Sunday, 11 September 2011

Demonisation, Criticism and Politics

I've been disturbed to notice the proliferation of the term "demonisation" in political discussion. Of late, at least here in the UK, it seems to be used primarily to describe a reaction to Muslims allegedly brought about by the "war on terror". In this context the term "demonisation" is an alternative to the invocation of "Islamophobia".

However, having noted this, I must confess I am somewhat at a loss of what specific meaning the term "demonisation" is supposed to have. It clearly implies a reference to a form of criticism of some group of persons that involves casting unjustified stigma upon them. In this context it might perhaps be clear if Gypsies were characterised as a group that tend to be "demonised" in the sense that they are scapegoated in many societies in many distinct ways and treated thus as a source of social problems.
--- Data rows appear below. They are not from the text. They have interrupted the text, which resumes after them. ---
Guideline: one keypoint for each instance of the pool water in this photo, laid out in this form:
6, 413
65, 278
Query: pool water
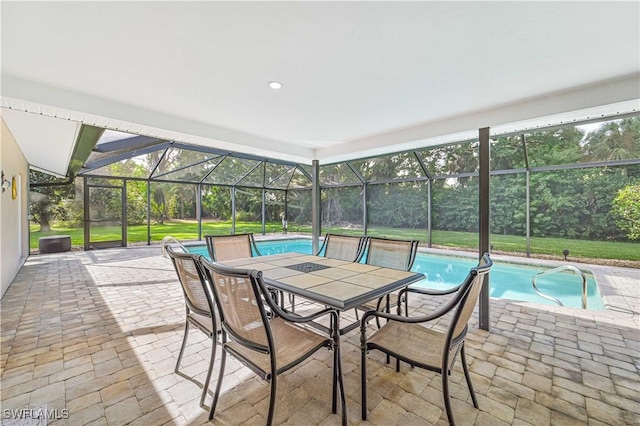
508, 281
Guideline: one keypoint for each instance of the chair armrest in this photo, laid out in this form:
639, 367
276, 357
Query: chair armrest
393, 317
428, 291
288, 316
400, 318
276, 309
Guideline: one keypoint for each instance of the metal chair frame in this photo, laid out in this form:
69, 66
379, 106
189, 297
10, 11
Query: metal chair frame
213, 270
326, 244
251, 246
190, 307
412, 246
452, 342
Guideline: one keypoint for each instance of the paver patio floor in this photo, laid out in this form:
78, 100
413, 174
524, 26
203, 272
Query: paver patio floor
97, 334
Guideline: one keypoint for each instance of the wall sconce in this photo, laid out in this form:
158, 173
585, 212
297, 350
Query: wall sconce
5, 183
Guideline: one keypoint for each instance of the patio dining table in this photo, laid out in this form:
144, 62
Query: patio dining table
336, 283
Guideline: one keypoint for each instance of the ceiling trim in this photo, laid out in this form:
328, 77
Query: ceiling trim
605, 98
122, 117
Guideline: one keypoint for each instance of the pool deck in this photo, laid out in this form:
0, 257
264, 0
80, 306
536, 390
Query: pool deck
98, 333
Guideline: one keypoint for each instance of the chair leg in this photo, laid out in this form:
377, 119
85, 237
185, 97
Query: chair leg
272, 399
343, 399
363, 384
184, 344
468, 376
205, 388
445, 394
223, 360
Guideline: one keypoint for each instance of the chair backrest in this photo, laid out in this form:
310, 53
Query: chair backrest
238, 294
194, 286
230, 247
391, 253
469, 293
343, 247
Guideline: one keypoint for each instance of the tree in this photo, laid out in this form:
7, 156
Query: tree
47, 201
627, 207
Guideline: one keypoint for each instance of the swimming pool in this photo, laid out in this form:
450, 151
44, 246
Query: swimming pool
508, 281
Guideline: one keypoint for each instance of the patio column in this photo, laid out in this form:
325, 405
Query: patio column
483, 229
148, 212
264, 211
233, 209
199, 210
315, 206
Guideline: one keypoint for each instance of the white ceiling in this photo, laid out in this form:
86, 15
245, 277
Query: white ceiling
360, 78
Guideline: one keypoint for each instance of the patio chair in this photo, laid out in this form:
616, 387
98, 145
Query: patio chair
230, 247
268, 345
406, 339
343, 247
389, 253
199, 304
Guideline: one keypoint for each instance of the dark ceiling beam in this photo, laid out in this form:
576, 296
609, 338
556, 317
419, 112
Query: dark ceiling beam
131, 143
125, 156
87, 139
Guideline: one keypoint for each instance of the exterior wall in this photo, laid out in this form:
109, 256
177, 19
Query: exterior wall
14, 226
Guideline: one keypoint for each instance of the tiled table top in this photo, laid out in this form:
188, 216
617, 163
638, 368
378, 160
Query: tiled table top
336, 283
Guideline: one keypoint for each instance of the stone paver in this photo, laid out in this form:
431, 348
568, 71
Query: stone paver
98, 334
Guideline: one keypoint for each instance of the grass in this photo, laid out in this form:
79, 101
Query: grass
188, 230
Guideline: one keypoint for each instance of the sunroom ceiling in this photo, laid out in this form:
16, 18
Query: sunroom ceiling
359, 78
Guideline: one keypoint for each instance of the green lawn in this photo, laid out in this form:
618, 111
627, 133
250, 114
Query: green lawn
188, 230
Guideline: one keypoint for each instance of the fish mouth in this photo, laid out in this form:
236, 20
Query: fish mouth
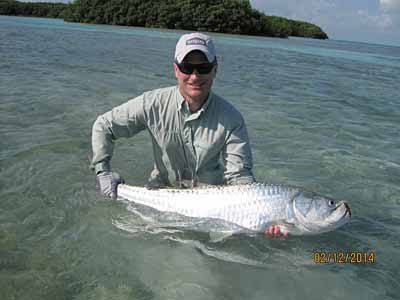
348, 210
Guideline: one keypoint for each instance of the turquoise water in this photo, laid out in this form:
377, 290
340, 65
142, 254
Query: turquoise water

The point about the use of "demonisation" in reference to Gypsies would be that here there is a larger social threat being suggested to exist by virtue of their presence, a threat that you might perhaps summarise in short-hand as indicating that their influence is taken to ensure that there will be moral decay or degeneration due to their baleful influence. Now, if I am right to suggest that this is the core of the term then what comes out from it is a sense of what might be involved in claiming that a group was suffering from such "demonisation".

However, when we move on from the case of Gypsies to more contemporary examples of how the term gets used in political discussion we find a more difficult problem. Assuming that I have correctly identified the core notion at issue in the accusation that a group is being "demonised" a problem emerges concerning whether there is any means of ascertaining the truth of the accusation. After all, during the Balkan wars of the 1990s, groups of people argued about who it was that the victims were. In the West some suggested that it would be "anti-Serb" to attack the actions of the Serbs and one group even referred to the Serbs as, and I quote, "the white niggers of Europe". Quite apart from the offensive terminology here the suggestion that the Serbs were being "demonised" was, at least for a time, an effective way of disarming criticism of their activities.

Given this point it would appear important to find a way to state a justifiable use of the term "demonisation" if it is to be used in the first place. Some types of criticisms of groups, even systematic ones, surely are justified whilst others are not. How is the line here drawn? It has to be done by reference to how the members of said group have been engaging not merely in apparently displaying characteristics of moral decay by their mere "presence" but by some actual actions.

So if there is a clear sense in which it would be wrong to "demonise" Muslims today this would surely consist in the point that whilst some people who are Muslims have engaged in actions worthy of being condemned (terrorism for instance) that this is not a constitutive part of being a Muslim any more than being Jewish or even a Zionist is equivalent to agreeing with all the actions of the State of Israel. Interestingly, though, whilst the accusation of "demonisation" is made with regard to some types of criticism of Muslims it is rarely used, or used by different groups, with regard to Israelis or Jews.

And this points to a further facet of the problem with the term being used since it appears to indicate a relationship has already been asserted with some group of people such that we can assent to the view that they have been victimised. Perhaps this is as much as to say that the problem with the term appears to consist in the fact that it appears towards the end of a process of political reasoning and is used after the criteria of identification of victims have already, in our view, been met by said group. Which may be as much as to say, not that the understanding of victims is relativistic but that the use of terms to indicate recognition of their status may include something circular.